Marie became a legend in New
Orleans, which is particularly amazing in such a segregated culture, but she
was more than just a Voodoo practitioner. Marie had an imaginative mind and has
been credited with changing Voodoo into much more than just an African
superstition. It was Marie who brought the Virgin Mary into Voodoo as the central
figure of worship and she borrowed freely to bring Catholic traditions into the
culture.
Marie died in June of 1881 but many people never realized that she was gone. Her daughter stepped in and took her place and continued her traditions for decades to follow.
Today, Marie and her daughter still reign over the shadowy world of New Orleans Voodoo from the confines of St. Louis Cemetery No. 1. Both are entombed in this cemetery in two-tiered, white stone structures. The tombs look like so many others in this cluttered cemetery, until you notice the markings and crosses that have been drawn on the stones. Apart from these marks, you will also see coins, pieces of herb, beans, bones, bags, flowers, tokens and all manner of things left behind in an offering for the good luck and blessings of the Voodoo Queen.
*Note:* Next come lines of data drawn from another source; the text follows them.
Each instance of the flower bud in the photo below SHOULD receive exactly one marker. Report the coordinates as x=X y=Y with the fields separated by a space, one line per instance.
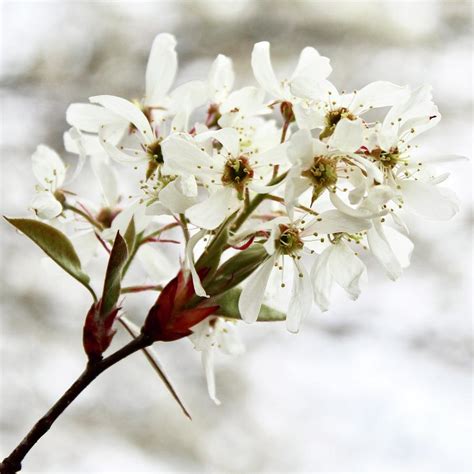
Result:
x=98 y=331
x=171 y=318
x=286 y=110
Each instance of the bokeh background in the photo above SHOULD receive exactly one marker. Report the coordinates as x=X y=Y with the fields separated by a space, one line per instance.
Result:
x=382 y=384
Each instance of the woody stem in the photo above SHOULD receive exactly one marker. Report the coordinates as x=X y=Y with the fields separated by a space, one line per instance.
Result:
x=12 y=463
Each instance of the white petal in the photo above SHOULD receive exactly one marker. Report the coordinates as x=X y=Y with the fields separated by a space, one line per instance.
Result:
x=85 y=244
x=228 y=137
x=360 y=212
x=185 y=99
x=157 y=266
x=401 y=245
x=89 y=117
x=183 y=157
x=277 y=155
x=207 y=358
x=377 y=94
x=46 y=206
x=263 y=70
x=161 y=68
x=244 y=102
x=307 y=117
x=107 y=178
x=311 y=66
x=221 y=78
x=188 y=185
x=348 y=135
x=301 y=298
x=252 y=295
x=48 y=167
x=433 y=202
x=333 y=221
x=76 y=136
x=347 y=269
x=322 y=279
x=198 y=288
x=228 y=338
x=129 y=112
x=211 y=212
x=174 y=200
x=90 y=142
x=382 y=251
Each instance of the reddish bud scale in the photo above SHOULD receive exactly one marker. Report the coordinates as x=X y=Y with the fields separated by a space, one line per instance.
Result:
x=169 y=319
x=98 y=331
x=286 y=110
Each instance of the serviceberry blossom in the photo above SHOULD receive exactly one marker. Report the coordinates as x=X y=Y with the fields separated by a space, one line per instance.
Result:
x=228 y=195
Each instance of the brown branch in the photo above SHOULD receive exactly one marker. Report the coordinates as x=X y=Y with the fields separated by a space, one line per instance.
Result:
x=12 y=463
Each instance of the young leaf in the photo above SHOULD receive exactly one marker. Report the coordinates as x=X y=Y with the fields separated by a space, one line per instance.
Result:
x=130 y=236
x=152 y=358
x=56 y=245
x=229 y=307
x=236 y=269
x=113 y=275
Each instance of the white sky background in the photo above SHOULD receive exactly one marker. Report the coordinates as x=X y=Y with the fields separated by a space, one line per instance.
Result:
x=382 y=384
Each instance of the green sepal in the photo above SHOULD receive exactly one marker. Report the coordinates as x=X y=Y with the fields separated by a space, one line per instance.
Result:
x=56 y=245
x=229 y=307
x=236 y=269
x=130 y=236
x=211 y=256
x=113 y=275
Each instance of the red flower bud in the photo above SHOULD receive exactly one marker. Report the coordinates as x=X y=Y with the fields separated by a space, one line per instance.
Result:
x=169 y=318
x=98 y=331
x=286 y=110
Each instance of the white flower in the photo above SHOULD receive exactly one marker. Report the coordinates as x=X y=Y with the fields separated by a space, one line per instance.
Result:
x=160 y=75
x=402 y=169
x=337 y=263
x=289 y=241
x=161 y=70
x=50 y=172
x=221 y=79
x=226 y=173
x=311 y=68
x=325 y=108
x=320 y=167
x=211 y=334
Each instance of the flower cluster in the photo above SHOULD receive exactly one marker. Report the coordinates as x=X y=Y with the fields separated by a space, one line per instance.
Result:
x=288 y=181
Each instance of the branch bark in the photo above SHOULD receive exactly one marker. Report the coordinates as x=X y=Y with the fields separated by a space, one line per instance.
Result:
x=12 y=463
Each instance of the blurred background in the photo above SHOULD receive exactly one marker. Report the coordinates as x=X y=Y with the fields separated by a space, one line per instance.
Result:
x=382 y=384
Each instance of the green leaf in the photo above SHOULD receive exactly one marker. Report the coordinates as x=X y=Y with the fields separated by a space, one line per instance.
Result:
x=130 y=236
x=56 y=245
x=236 y=269
x=152 y=358
x=212 y=254
x=229 y=307
x=113 y=275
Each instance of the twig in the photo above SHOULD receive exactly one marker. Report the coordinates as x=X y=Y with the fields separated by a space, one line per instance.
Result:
x=12 y=463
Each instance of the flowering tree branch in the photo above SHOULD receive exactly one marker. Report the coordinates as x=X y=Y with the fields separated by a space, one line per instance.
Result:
x=300 y=196
x=12 y=463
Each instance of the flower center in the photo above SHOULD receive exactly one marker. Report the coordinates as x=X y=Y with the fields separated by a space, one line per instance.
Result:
x=388 y=159
x=322 y=174
x=237 y=172
x=289 y=241
x=333 y=117
x=156 y=158
x=154 y=152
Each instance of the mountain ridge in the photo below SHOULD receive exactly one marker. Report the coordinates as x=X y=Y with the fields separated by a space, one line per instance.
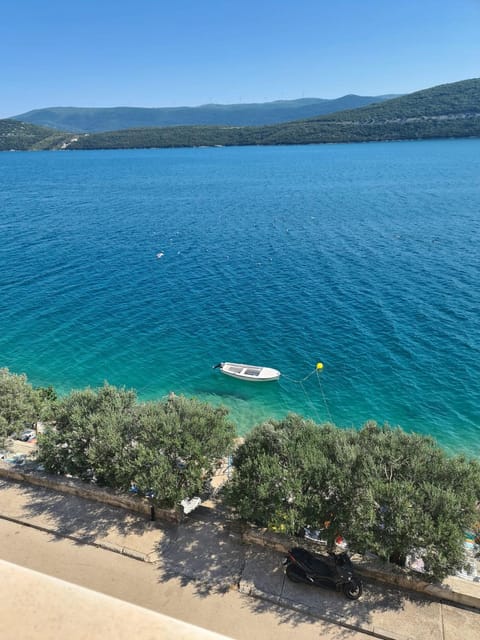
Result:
x=444 y=111
x=101 y=119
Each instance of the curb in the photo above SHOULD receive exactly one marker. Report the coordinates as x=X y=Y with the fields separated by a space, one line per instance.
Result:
x=107 y=546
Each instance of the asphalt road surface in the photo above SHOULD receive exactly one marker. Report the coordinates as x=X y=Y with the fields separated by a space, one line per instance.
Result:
x=230 y=613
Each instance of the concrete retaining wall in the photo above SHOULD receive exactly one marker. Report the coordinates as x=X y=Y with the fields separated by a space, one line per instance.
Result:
x=451 y=589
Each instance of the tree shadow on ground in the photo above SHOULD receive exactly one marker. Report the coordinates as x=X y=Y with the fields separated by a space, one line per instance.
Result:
x=378 y=602
x=202 y=553
x=205 y=555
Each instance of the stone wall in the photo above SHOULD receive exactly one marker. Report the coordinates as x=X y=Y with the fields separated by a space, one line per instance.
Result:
x=88 y=491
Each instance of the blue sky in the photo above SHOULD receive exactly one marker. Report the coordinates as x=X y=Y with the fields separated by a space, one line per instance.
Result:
x=154 y=53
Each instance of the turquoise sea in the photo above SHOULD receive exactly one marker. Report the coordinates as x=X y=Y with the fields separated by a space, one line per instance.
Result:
x=362 y=256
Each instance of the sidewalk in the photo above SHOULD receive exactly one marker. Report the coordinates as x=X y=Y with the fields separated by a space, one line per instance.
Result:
x=202 y=551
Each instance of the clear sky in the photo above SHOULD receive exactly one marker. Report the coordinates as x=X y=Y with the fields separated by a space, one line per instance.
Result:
x=156 y=53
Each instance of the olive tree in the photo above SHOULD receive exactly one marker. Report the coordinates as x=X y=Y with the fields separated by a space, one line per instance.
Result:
x=19 y=403
x=88 y=438
x=167 y=449
x=384 y=490
x=177 y=446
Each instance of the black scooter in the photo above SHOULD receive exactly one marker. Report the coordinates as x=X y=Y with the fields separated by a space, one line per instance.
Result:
x=334 y=571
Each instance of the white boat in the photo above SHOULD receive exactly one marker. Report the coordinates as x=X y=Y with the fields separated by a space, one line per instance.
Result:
x=248 y=371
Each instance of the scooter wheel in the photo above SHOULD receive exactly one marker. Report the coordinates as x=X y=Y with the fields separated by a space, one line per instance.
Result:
x=353 y=589
x=292 y=574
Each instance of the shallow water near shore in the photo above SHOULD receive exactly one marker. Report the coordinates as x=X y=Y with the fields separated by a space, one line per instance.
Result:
x=364 y=257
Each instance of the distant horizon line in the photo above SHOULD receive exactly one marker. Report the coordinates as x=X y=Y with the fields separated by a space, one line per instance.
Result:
x=213 y=104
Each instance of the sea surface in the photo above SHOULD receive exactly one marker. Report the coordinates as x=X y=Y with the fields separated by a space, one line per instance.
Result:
x=365 y=257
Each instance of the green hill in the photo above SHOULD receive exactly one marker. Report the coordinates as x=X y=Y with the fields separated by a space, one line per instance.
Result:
x=445 y=111
x=94 y=120
x=20 y=136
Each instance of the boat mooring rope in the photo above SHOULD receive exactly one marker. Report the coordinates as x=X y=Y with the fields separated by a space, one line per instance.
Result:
x=316 y=371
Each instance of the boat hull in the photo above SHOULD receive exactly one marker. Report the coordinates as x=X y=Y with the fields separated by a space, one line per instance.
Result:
x=249 y=372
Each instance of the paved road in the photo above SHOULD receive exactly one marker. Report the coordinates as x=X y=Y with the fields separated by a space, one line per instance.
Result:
x=228 y=612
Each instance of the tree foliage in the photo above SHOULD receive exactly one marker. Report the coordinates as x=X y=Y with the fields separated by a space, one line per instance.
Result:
x=168 y=448
x=384 y=490
x=20 y=404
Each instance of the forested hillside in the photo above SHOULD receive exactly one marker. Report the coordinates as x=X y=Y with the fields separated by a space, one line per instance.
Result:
x=446 y=111
x=94 y=120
Voodoo In New Orleans Today
Hoodoo is a non-religious
belief in the objects of Voodoo, or gris gris. Gandolfo likens it to a belief
that a four-leaf clover is lucky. New Orleans has had a long line of famous
hoodoo practitioners and shops, and people here still talk about spells that
use images of saints, chicken feet, graveyard dust, brick dust, gunpowder, pins
and needles, candles and incense.
Voodoo Festival
Voodoo is a musical
gumbo stirring together music, art, community, cuisine and all
the mystery and adventure that Halloween weekend in New Orleans conjures up.
With more than 65 bands over
three days, Voodoo is more than just a Festival – it is an experience
There’s plenty to do in
between sets. Across the Festival Grounds of City Park, Voodoo hosts interactive and immersive large-scale art installations,
the Brew Dat Beer Hall, a
handcrafted shopping experience at the Market
Place, and more.
It will be held this year
from October 25th to 27th in the New Orleans City Park.